Filmnya lumayan lama, hampir 2,5 jam. Satu jam terakhir betul-betul padat dengan laga pencak silat. Di gang-gang kecil, dalam klab malam, di jembatan penyeberangan orang, di kompleks rusun (Rusun Klender), di atap gedung, duel dalam lift, hingga dua lawan satu pamungkas sebagai puncak film.
Di Jakarta, dia malah bertemu Astri (Sisca Jessica, tampak fisik seperti versi beta Agnes Monica), penari yang dikuras duitnya oleh bos klab, Johni (Alex Abbad). Johni hendak menjual Astri ke sindikat pedagang pecun (yang mengekspor cewe-cewe pake.. kontainer!), yang mana tentu saja Yuda mati-matian mencegah.
Dengan situasi itu, tentu saja puluhan tukang pukul berdatangan sepanjang film mencegat Yuda. Saking sibuknya berlaga, Yuda sepanjang film tak pernah berganti pakaian. Semakin lama durasi film, makin dekil bajunya.
Film ini untuk dewasa! Membawa anak menonton The Dark Knight masih lebih mulia. Di Merantau, darah berceceran di mana-mana. Walau warnanya sering mirip sirop, tapi yang tak biasa menonton acara kriminal atau tayangan korban bom Marriott 17/7 di teve, bisa mual dan terkaget-kaget.
Ada juga setumpuk kosa kata makian yang muncul di film. Binatang berlompatan dari mulut si germo Johni. Astri sendiri sangat gemar mengucap “taiik!” yang hampir semuanya ditujukan pada Johni.
Di layar terpampang pula subtitel Bahasa Inggris yang terjemahannya sering tak persis dengan maksud yang kita pahami. Di awal film yang bertabur bahasa Padang, subtitel juga tak tepat. Lebih baik tanyalah ke orang Padang terdekat.
Sekali lagi, ini film laga. Jadi, sekitar satu jam pertama, ingat-ingatlah ini. Yakinlah bahwa rentetan ciat gedebuk bakal segera datang. Tak usah berharap si Astri bakal stripping.
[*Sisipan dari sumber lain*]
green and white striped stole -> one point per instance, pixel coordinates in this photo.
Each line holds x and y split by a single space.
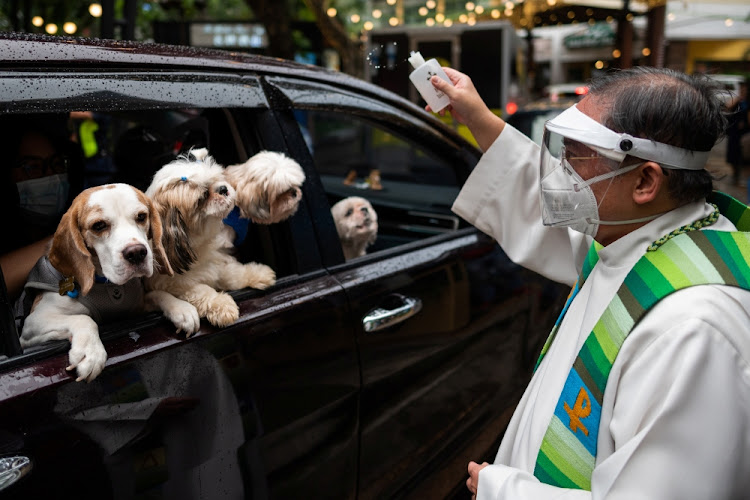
683 258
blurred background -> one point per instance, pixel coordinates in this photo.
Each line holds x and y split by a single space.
527 56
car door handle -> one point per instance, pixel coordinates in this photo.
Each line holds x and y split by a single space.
380 318
12 469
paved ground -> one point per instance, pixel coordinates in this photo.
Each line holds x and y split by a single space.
722 171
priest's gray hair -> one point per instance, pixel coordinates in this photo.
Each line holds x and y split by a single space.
669 107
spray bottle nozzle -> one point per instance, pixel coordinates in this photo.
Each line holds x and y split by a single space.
416 59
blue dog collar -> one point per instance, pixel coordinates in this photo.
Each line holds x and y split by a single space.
239 224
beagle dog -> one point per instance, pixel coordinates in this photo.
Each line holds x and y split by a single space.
109 239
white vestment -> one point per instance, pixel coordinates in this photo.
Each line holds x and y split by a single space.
675 420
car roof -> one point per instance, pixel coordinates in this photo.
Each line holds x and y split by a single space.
23 50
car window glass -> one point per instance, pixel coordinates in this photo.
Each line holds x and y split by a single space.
410 189
54 156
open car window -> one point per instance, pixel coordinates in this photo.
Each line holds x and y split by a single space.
410 188
122 128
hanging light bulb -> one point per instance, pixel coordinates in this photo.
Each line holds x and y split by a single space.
95 9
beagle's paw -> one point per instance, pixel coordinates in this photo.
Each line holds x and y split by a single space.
222 310
86 356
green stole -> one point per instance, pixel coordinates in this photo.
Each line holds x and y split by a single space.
681 259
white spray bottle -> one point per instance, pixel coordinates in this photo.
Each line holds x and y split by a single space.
420 77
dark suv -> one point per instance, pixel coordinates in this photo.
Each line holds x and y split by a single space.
333 383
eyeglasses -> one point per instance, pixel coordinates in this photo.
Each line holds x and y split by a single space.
33 167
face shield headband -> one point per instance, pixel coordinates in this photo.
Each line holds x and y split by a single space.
567 200
573 124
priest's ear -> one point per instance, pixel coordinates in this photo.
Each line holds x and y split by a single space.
650 181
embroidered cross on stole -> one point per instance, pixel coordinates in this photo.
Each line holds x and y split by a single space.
685 258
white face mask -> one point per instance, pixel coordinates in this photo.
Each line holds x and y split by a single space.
45 195
569 201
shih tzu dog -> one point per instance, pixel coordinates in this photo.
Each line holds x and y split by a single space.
357 225
193 196
268 188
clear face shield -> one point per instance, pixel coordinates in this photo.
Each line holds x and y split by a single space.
575 143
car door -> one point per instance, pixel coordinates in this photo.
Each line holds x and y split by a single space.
264 408
442 318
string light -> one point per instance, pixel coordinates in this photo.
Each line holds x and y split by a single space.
95 9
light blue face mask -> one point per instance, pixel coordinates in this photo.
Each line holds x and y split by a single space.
45 195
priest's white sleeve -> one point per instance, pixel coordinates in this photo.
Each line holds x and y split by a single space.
676 412
501 198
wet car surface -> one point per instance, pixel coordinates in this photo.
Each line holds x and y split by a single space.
297 399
Juga tak ada romansa fisik yang maksa, kok. Oh ya, kalau di film lain aparat selalu terlambat datang, di film ini malah tak datang-datang. Jangankan polisi, satpam pun gak ada. Agak aneh juga karena, setahu kita, gagal maupun suksesnya sindikat demikian sangat butuh peran aparat.
Saya rasa, film ini wajib ditonton karena tata laga yang dahsyat–dengan pencak silat yang ditegaskan sebagai pusaka Indonesia. Sinematografi adalah bonusnya: keren bukan hanya saat adegan laga, tapi juga saat mengeksploitasi keindahan Bukittinggi.
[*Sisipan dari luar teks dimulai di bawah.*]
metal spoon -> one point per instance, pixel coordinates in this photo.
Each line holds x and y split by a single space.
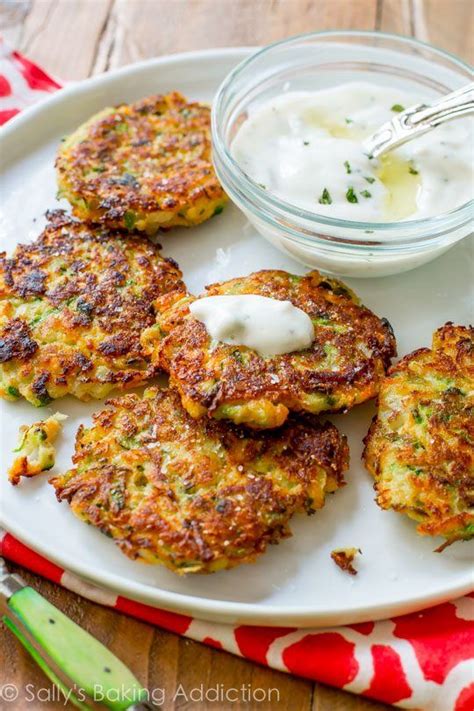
418 119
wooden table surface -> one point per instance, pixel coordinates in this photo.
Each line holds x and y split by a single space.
74 39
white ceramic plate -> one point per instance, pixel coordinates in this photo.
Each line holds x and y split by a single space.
295 583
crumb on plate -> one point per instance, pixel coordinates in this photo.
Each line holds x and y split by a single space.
35 447
344 558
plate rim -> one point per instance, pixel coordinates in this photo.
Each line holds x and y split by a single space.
203 608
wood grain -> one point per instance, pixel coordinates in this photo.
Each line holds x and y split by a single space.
74 39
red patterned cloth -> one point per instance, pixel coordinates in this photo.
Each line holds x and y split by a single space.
424 660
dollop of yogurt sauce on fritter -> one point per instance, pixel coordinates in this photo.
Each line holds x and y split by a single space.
307 148
268 326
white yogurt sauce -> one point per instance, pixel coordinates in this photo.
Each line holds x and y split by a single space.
306 147
269 326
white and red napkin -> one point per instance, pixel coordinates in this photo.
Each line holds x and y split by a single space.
424 660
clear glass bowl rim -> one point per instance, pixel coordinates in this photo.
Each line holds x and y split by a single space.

Semoga saja ada sineas nasional yang menyusul membuat film laga yang beneran merah-putih. Minimal naskah, dialog dan konfliknya jadi beneran terasa Indonesia-nya. Masak warga gak berkerumun pas ada yang bonyok/bertumbangan? Wisata musibah kan budaya kita.
- Yuda lapar dan mencari makan di warung terdekat. Ditanya sama Mas Warung, mau makan apa. “Sate padang, Pak,” kata Yuda.
- Johni heran kenapa Yuda begitu ngotot melindungi Astri. Kata Johni, “Cantik sih, tapi secantik pecun-pecun lain.”
- Yuda dikejar penjahat yang menunggangi motor. Untuk menghambat pengejar, segala barang yang ditemukan dilemparkan. Di ujung gang, ada orang lewat bawa handuk dan gayung. Yuda menyabet ujung handuk. Pemilik handuk refleks menangkap ujung lain untuk menahan handuknya dijambret. Nah handuk pun terbentang, menjegal leher pengejar bermotor. Yuda cabut, meninggalkan pemilik handuk yang tampangnya bengong pooool buanget.